Après le ciment : Le sable et le fer hors de prix !

remlla_827778564 (1).jpgLe prix des matériaux de construction prend l’envol. Ce qui ralentit les projets des constructeurs, les particuliers notamment.

Ceux qui en pâtissent le plus sont ceux dont les bâtisses sont en chantier et sommés par l’Etat de les achever d’ici cinq ans. L’Algérie compte, en effet, 2.275 millions de bâtisses inachevées. Mais avec la cherté des matériaux, il ne sera pas aisé de les achever de sitôt.

Après le ciment qui a atteint ces jours-ci 800 dinars le sac, c’est au tour du fer et du sable d’être hors de prix.

«La cimenterie de Meftah est toujours à l’arrêt et nous n’avons aucune nouvelle des trois millions de tonnes de ciment importées comme annoncé par le ministre du Commerce», déplore Ahmed Bengaoud, président général de l’Union générale des entrepreneurs algériens (UGEA).

Rappelons, effectivement, que le ministre du Commerce avait récemment annoncé que trois millions de tonnes de ciment seront importées incessamment et que 400 millions de dollars seront dégagés à cet effet. Le ministre avait également annoncé la construction, d’ici 2012, de trois nouvelles cimenteries pour régler définitivement la problématique du ciment en Algérie. Le ministre avait aussi reconnu que cette situation affecte particulièrement les particuliers.
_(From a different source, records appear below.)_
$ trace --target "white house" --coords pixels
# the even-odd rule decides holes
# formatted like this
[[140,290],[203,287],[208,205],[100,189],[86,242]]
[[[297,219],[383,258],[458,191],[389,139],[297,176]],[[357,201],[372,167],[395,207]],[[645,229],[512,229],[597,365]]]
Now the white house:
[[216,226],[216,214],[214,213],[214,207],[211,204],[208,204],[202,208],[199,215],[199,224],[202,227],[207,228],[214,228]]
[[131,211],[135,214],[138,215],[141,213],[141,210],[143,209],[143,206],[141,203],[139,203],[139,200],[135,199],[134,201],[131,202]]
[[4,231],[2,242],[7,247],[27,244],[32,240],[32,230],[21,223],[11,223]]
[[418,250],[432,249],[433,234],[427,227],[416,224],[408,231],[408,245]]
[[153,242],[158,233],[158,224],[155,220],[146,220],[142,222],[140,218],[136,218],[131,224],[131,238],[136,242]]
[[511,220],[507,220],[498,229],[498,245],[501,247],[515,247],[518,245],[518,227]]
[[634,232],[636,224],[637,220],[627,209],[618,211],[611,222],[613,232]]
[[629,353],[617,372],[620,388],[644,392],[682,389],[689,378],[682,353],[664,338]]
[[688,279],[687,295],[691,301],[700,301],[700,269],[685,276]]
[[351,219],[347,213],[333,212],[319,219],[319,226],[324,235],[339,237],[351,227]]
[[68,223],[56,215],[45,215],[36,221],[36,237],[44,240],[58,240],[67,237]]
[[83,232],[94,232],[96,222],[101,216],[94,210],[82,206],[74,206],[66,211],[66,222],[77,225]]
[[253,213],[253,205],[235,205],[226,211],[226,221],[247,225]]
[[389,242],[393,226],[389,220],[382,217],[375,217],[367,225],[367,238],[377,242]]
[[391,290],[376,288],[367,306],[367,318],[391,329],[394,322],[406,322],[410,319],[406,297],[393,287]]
Le sable et le fer, autres matériaux essentiels à la construction, emboîtent le pas au ciment et sont cédés respectivement à 3000 dinars le sac et 720 dinars le quintal. «Il n’y a pas longtemps, le sable était vendu à 1500 DA et le fer entre 420 et 450 DA le quintal», révèle le président de l’UGEA.

Depuis que l’extraction du sable des oueds, poursuit-t-il, est interdite, les constructeurs et entrepreneurs souffrent d’un grand manque de ce matériau, celle des carrières étant insuffisante pour répondre à la demande.

«Quant au fer dont 70% est importé de l’étranger, il est soumis au prix du marché international qui a connu dernièrement une hausse due probablement à la crise financière mondiale», explique-t-il.